Posted on: Saturday, May 1, 2004

UH losing its focus in WAC

 •  UTEP to leave WAC in '05
 •  UH Football:
UH football team indifferent to UTEP's conference switch

By Ferd Lewis
Advertiser Columnist

The University of Hawai'i-Manoa will shortly become the senior member of the Western Athletic Conference.

Hold the high-fives and put the parade on hold, though, because this is definitely no cause for celebration.

It just means that, like somebody who sits on the bench at the bus stop long enough, the Warriors/Rainbow Wahine/Rainbow Warriors/Rainbows have seen a lot of traffic go by.

Why they have been bystanders and not more proactive in determining their own fate is the question that needs to be asked.

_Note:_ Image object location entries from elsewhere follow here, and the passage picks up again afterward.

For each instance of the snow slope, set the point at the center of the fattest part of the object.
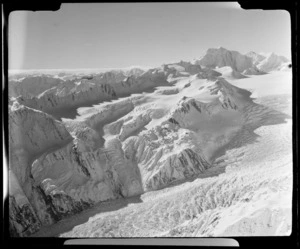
(150, 132)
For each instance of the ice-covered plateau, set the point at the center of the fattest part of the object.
(149, 129)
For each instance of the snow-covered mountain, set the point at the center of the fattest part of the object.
(272, 63)
(221, 57)
(256, 58)
(134, 131)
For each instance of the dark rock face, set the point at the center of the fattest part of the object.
(22, 220)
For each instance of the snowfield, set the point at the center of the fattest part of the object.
(247, 192)
(183, 150)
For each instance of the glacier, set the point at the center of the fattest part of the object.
(77, 140)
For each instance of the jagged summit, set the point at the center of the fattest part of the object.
(221, 57)
(272, 63)
(80, 139)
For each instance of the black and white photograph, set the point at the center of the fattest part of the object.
(150, 120)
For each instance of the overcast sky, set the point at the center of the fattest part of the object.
(116, 35)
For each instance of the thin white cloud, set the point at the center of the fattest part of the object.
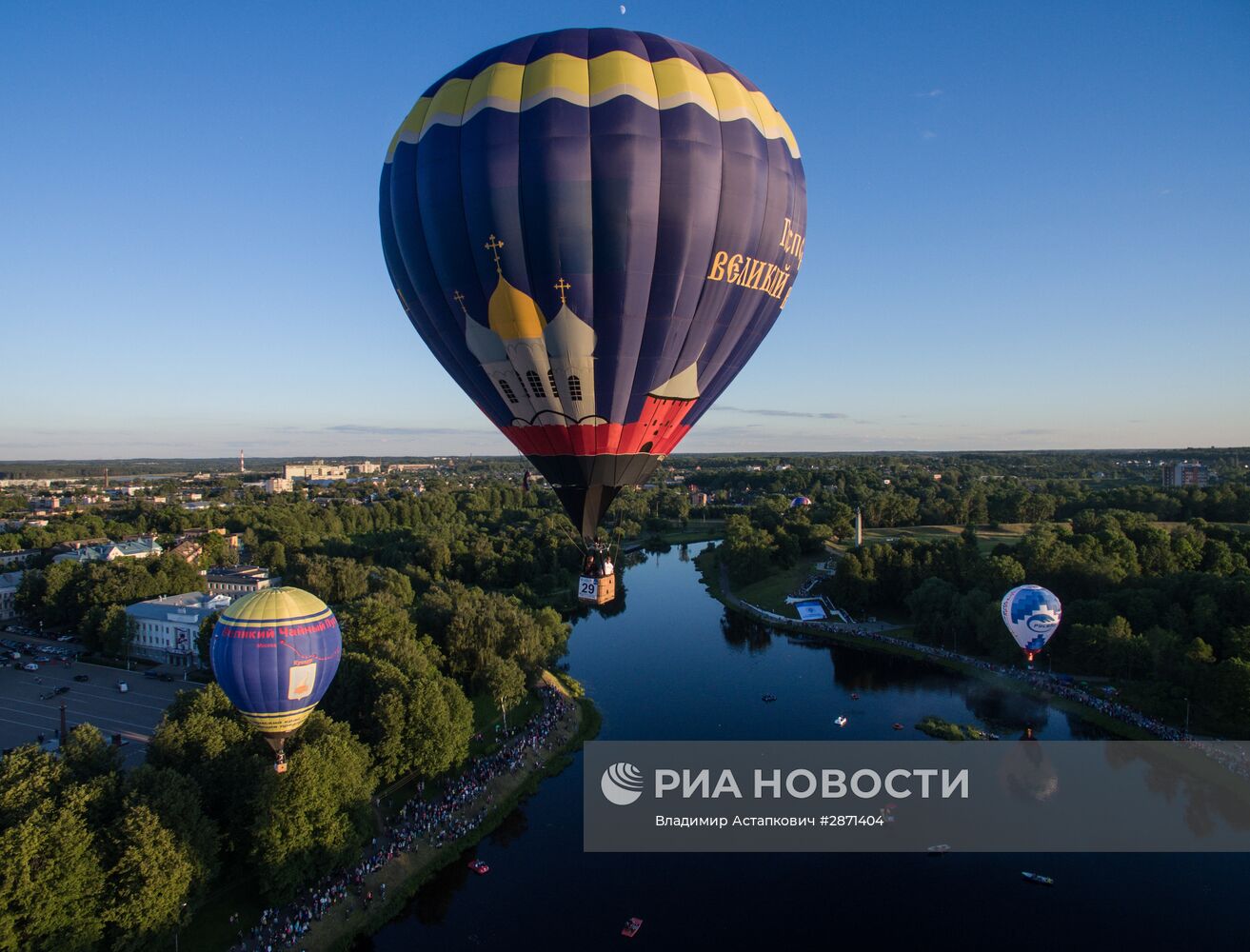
(760, 411)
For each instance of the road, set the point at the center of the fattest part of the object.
(134, 715)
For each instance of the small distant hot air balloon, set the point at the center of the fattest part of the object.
(275, 652)
(1031, 615)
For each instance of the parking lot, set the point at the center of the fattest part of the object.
(27, 710)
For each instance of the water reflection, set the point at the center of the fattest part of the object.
(675, 667)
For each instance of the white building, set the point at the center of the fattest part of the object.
(315, 470)
(9, 585)
(236, 581)
(165, 630)
(134, 548)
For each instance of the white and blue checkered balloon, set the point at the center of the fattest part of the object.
(1031, 615)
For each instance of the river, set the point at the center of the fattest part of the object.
(671, 666)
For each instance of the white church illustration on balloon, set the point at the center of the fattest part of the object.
(546, 370)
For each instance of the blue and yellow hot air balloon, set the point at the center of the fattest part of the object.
(275, 652)
(593, 230)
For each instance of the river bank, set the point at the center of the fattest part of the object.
(717, 581)
(407, 853)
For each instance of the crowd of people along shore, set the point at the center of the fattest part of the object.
(1237, 759)
(435, 823)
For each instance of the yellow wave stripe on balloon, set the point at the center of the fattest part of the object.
(665, 84)
(275, 607)
(282, 723)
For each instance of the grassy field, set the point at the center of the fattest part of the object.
(771, 591)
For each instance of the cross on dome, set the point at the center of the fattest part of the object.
(492, 247)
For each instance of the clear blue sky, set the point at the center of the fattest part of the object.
(1029, 224)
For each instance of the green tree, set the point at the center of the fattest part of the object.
(316, 816)
(506, 684)
(150, 881)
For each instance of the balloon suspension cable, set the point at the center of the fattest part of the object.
(578, 544)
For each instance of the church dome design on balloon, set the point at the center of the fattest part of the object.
(275, 652)
(642, 191)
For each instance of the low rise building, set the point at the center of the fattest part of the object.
(1186, 474)
(236, 581)
(165, 630)
(20, 557)
(9, 585)
(315, 470)
(188, 550)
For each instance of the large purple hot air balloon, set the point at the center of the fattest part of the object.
(275, 652)
(593, 230)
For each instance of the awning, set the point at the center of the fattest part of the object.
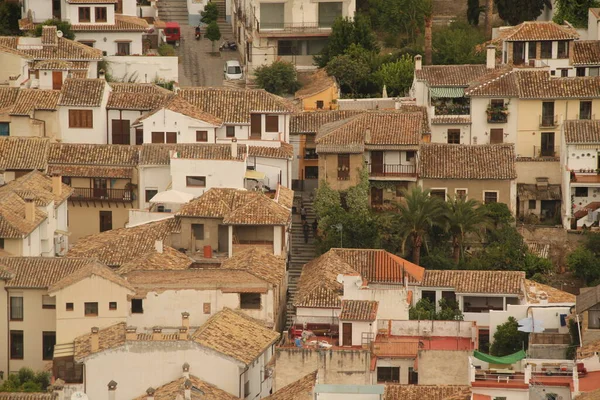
(449, 92)
(509, 359)
(251, 174)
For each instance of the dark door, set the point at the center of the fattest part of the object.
(547, 144)
(346, 334)
(377, 162)
(56, 80)
(255, 126)
(105, 221)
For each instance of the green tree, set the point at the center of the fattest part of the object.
(508, 339)
(213, 33)
(63, 26)
(397, 76)
(516, 11)
(417, 215)
(574, 11)
(210, 13)
(456, 44)
(10, 13)
(464, 217)
(277, 78)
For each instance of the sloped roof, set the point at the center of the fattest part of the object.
(82, 92)
(118, 246)
(235, 105)
(451, 161)
(39, 272)
(466, 281)
(93, 268)
(582, 131)
(235, 335)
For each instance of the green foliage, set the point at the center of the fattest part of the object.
(26, 381)
(63, 26)
(10, 13)
(508, 339)
(344, 33)
(166, 50)
(397, 76)
(213, 33)
(425, 310)
(455, 44)
(574, 11)
(210, 13)
(278, 78)
(516, 11)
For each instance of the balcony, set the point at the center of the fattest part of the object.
(548, 121)
(392, 170)
(91, 194)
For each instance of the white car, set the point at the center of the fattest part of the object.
(232, 70)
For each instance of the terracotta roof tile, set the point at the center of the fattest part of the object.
(302, 389)
(586, 52)
(450, 161)
(451, 75)
(91, 269)
(424, 392)
(169, 259)
(30, 100)
(175, 389)
(118, 246)
(258, 262)
(40, 272)
(82, 92)
(582, 131)
(235, 105)
(235, 335)
(498, 282)
(359, 310)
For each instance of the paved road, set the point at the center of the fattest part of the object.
(197, 66)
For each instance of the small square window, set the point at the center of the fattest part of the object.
(91, 309)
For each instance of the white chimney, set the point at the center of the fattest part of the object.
(112, 388)
(158, 245)
(490, 60)
(234, 148)
(418, 62)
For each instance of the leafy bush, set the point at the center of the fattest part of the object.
(278, 78)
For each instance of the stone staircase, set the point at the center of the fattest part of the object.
(173, 11)
(301, 254)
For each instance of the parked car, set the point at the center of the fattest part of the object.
(232, 70)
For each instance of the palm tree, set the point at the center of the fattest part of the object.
(418, 214)
(464, 217)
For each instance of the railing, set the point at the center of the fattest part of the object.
(124, 195)
(392, 170)
(547, 121)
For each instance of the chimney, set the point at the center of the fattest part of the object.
(187, 386)
(112, 388)
(234, 148)
(158, 245)
(56, 184)
(131, 333)
(490, 60)
(95, 339)
(150, 393)
(29, 208)
(185, 319)
(418, 62)
(157, 333)
(186, 370)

So, too, is the matter of what the administration is going to do about it, if it isn't already too late.

By the time UTEP, which had joined the WAC 12 years before UH, officially moves on to Conference USA July 1, 2005, it will be the 13th school to have left the WAC in six years, the past five of which (UTEP, Rice, Southern Methodist, Texas Christian and Tulsa) have gone to

C-USA. TCU subsequently took an additional leap to the Mountain West.

Suddenly, the WAC UH will compete in for 2005-06 will have no resemblance to the one the school was in a handful of years ago, much less the one it joined in 1979.

The Big West, maybe, the Big Sky, perhaps, but not the WAC.

Air Force, Brigham Young, Colorado State, New Mexico, San Diego State, Utah and Wyoming flew the coop in 1999 and now UTEP, a member since 1967, has announced it will bolt.

What UH has been left with for partners will soon include Utah State, New Mexico State and, quite possibly Idaho or North Texas. Can Montana Poly and Tumbleweed Tech be far behind?

Somewhere John A. Burns, the late governor who had the vision and decades-long perseverance to help get UH to the WAC's door, must be rolling over in his grave. Not that anyone could blame him.

Three years ago when UH President Evan Dobelle asked UH coaches where they wanted the school's athletic program to be it is doubtful anybody said they wanted it to be in these straits.

If Dobelle thought, "it doesn't make any sense for us to be in the WAC, in my opinion" a year ago, then how much sense does it make for UH to be in what the WAC will become by 2005?

While everybody was busy daydreaming about the Pac-10 and waiting for a Mountain West Conference call that never came, it seems the neighbors have left.

Somewhere somebody — or maybe several somebodies — have dropped the ball on UH's behalf. For its history in the WAC and what it has been able to bring to the conference, you'd think UH should be playing a major role in shaping the WAC for the better. Not being resigned to taking whatever it is left with.